According to Clarke, led better conveys leadership qualities than most other verbs.

Mobilized

It is not enough for you to have just ‘Oversaw a team…’ or ‘Led a team…’ instead, Rosenstein suggests using the word ‘mobilize’ to show that you are a transformative leader with the added skill to persuade team members to move in a certain direction.

Pioneered

“Pioneered is a great one,” says Ravi Parikh, CEO at RoverPass.

“That tells me they aren’t afraid to go out on a limb and try new ideas out. It also encompasses leadership qualities.”

Reduced

“Show the employer that you are the kind of employee that delivers results by using words such as reduced, decreased, lessened, reconciled. This way, you’ll show specific ways you helped the company save money—which is the goal in every business,” says French.

Reviewed

This is a keyword that can apply to design review, software review, documentation review (the list goes on).

Revised

“‘Revised’ shows you can accept and interpret feedback,” says Hutz.

Self-starter

According to Hawkins, being recognized as a self-starter is a good action phrase to include as well. “This crosses industries and is a solid addition to any resume.”
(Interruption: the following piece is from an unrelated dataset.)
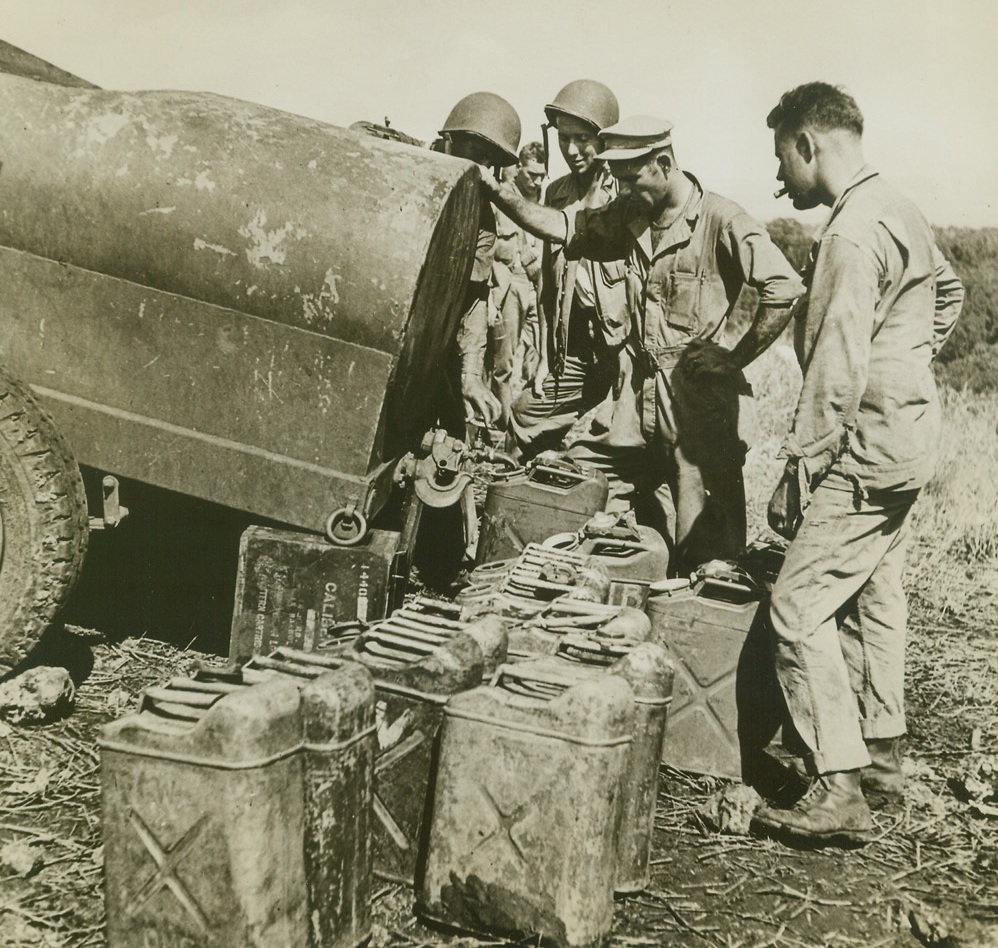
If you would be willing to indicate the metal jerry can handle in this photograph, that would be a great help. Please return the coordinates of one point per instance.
(560, 473)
Self-taught or in my own time

“This indicates that you have the drive and passion to learn and will do so without external input or requirements,” explains Clarke.

Tested

“Most jobs require testing ideas and designs,” explains Hutz. “Include the type of prototype or theories you tested.”

Transformed

“One of the best action words to use on your resume is ‘transformed.’ This verb is often preferable over a slightly similar companion like ‘improved’ because it showcases the impact you had within your department and the overall company,” says Dana Case, Director of Operations at MyCorporation.com.

Volunteered

“This describes your willingness to step up and be readily available to help in a task without being asked, which makes it your advantage,” says Maccario.

Willing to do whatever it takes

According to Clarke, this showcases you’ll tell your hiring manager that you’re the best candidate there is.